Anche se da parte dei vertici della Provincia di Trento si tende a tranquillizzare, da parte del mondo sportivo l’allarme rosso è già scattato perché i trampolini non saranno disponibili per ospitare l’importante test preolimpico in calendario per l’11 e 12 gennaio 2025. Salteranno così le gare di Coppa del Mondo, fondamentali per la verifica funzionale delle strutture, rimandando tutto al Grand Prix 2025.
Anche in Trentino si è assistito all’esplosione dei costi delle Olimpiadi invernali 2026 e dei “mezzucci” già visti a Cortina. Il dossier di candidatura olimpica con cui Milano-Cortina nel 2019 ha vinto la sfida per l’impianto di Predazzo parlava di una spesa minima di 1,5 milioni di euro per adeguamenti ad una struttura realizzata nel 1989 e ristrutturata nel 2012, oltre a 8,8 milioni di euro per lavori temporanei. Peccato che da un totale di 11 milioni la spesa effettiva ad oggi sia lievitata di quattro volte a 44 milioni di euro per via dell’aumento dei costi di costruzione causata dalla spinta speculativa impressa dai Superbonus edili.
Intanto, un impianto che avrebbe dovuto essere riqualificato in soli sei mesi, si è trasformato in un mega appalto diviso in tre lotti per i trampolini, sale atleti, torre dei giudici, sala stampa e tribune per gli spettatori. Il primo lotto (2,6 milioni di euro) prevedeva 19 mesi di lavori, da ottobre 2022 ad aprile 2024. Il secondo (30,2 milioni) 13 mesi, da novembre 2023 a ottobre 2024. Il terzo (8,6 milioni) quattro mesi di lavoro, da agosto a novembre 2024. In totale, 41,5 milioni di euro, però cresciuti in corso d’opera verso i 45 milioni di euro.

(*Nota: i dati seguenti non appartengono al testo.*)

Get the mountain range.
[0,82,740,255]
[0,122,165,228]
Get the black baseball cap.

Se anche Predazzo è incappata nei ritardi di cantiere, alla fine almeno il nuovo impianto sarà realizzato per le Olimpiadi, mentre crescono di giorno in giorno i dubbi per il rispetto della consegna dell’impianto di Cortina entro marzo 2025 da parte dell’impresa Pizzarotti, data ultima per la pre omologazione da parte della Fis e del Cio.